On December 4, 1872, the Mary Celeste was found abandoned and adrift by the crew of the Dei Gratia, which was on her way to Gibraltar from New York. When members of the Dei Gratia's crew boarded her, they found the cargo intact but no sign of the 10 people on board. The ship's papers, sextant, and chronometer were missing. The forward hatch was off and below decks everything was soaked with water. The Mary Celeste's crew had left behind their oil skin boots, indicating that they had left in a hurry. A small boat (the "yawl boat") was missing and a rope was found hanging over the side of the ship. When the Mary Celeste's cargo was unloaded at Gibraltar, nine barrels of alcohol were empty.

There are several theories about the fate of the 10 souls on board. An investigator looking into the matter at the time concluded that the crew got drunk, murdered the captain and his family, and escaped in the yawl boat.
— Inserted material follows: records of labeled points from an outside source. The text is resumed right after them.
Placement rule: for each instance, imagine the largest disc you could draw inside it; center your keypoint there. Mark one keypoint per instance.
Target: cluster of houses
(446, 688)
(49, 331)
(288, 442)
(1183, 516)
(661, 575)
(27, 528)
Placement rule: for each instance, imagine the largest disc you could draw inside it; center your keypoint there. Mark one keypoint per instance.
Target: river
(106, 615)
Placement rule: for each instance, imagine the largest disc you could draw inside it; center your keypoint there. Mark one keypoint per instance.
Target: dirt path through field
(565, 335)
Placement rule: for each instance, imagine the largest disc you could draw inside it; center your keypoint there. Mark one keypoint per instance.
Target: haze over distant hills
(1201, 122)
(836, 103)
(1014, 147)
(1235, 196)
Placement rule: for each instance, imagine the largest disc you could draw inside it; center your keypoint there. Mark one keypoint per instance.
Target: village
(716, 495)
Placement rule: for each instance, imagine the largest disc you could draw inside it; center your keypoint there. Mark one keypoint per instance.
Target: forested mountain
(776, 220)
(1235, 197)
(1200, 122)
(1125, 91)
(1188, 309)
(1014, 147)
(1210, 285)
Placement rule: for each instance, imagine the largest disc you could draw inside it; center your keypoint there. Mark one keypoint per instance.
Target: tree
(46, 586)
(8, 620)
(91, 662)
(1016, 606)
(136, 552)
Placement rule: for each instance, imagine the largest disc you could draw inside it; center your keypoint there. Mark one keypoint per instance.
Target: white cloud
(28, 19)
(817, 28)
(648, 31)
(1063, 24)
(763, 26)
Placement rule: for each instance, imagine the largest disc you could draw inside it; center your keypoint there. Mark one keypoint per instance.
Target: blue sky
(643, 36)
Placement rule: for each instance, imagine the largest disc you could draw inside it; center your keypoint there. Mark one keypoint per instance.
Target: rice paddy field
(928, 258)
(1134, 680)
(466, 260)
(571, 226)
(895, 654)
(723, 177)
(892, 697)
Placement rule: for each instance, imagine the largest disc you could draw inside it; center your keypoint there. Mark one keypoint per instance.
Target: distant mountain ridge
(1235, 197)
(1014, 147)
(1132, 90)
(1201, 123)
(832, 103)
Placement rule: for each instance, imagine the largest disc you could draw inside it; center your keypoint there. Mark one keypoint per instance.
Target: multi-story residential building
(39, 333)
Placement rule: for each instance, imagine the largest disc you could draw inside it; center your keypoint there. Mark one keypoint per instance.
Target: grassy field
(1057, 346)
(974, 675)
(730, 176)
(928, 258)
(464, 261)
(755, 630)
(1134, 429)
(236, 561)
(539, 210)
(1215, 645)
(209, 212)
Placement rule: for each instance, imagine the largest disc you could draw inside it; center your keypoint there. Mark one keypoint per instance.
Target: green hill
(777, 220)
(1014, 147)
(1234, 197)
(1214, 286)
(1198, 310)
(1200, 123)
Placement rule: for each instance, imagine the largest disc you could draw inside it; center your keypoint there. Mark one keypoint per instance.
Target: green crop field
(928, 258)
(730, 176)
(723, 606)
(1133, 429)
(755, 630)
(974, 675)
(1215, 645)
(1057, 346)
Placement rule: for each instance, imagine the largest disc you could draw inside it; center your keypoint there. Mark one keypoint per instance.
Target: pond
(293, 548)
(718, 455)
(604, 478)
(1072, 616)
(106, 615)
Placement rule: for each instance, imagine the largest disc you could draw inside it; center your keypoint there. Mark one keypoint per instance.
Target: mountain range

This theory doesn't hold water (so to speak) because there were no signs of a struggle and the pure alcohol of the ship's cargo could not be consumed - it was poisonous.

This would also discount the theory that the Mary Celeste was set-upon by pirates - why would they murder everyone on board and leave the cargo intact?

Another theory comes from the "Fosdyk papers". In 1913, an article was published in Strand magazine alleging that a man named Abel Fosdyk had been a secret passenger on the fateful voyage. Fosdyk alleged that Captain Briggs had the ship's carpenter build a special deck in the ship's bow for his daughter. Captain Briggs and several sailors were swimming off the ship when one of them was attacked by a shark. In response to the sailor's cries, everyone on board (including the Captain's wife and daughter) rushed on to the newly-built deck to see what was happening. The deck then collapsed under their combined weight and they all fell in and were also attacked. Fosdyk landed on top of the decking and floated at sea for days before washing up on the African coast. If this account is accurate, why didn't Fosdyk come forward at the time? It also doesn't make sense for crew members to go swimming from a ship that was probably travelling at several knots at the time.

Even the famous author Sir Arthur Conan Doyle had a take on the Mary Celeste mystery. In 1884 he wrote a story about the "Marie Celeste" called "J. Habaruk Jepson's Statement".

The most reasonable explanation is that Captain Briggs, his family, and the crew abandoned ship. This could have been due to a small explosion caused by alcohol fumes igniting or a rumbling of the cargo. They were likely trailing behind the ship in the yawl boat, waiting to see if the Mary Celeste exploded, when the wind snapped the rope. The occupants of the small craft were either swept into the sea or died of thirst and exposure.

After the incident, not surprisingly, the Mary Celeste was known as an unlucky ship. She changed hands frequently, and was wrecked off the coast of Haiti 12 years later.

So there you have it. This nautical mystery remains unsolved. The only entity that knows what really happened is the Mary Celeste herselfSand she's not talking.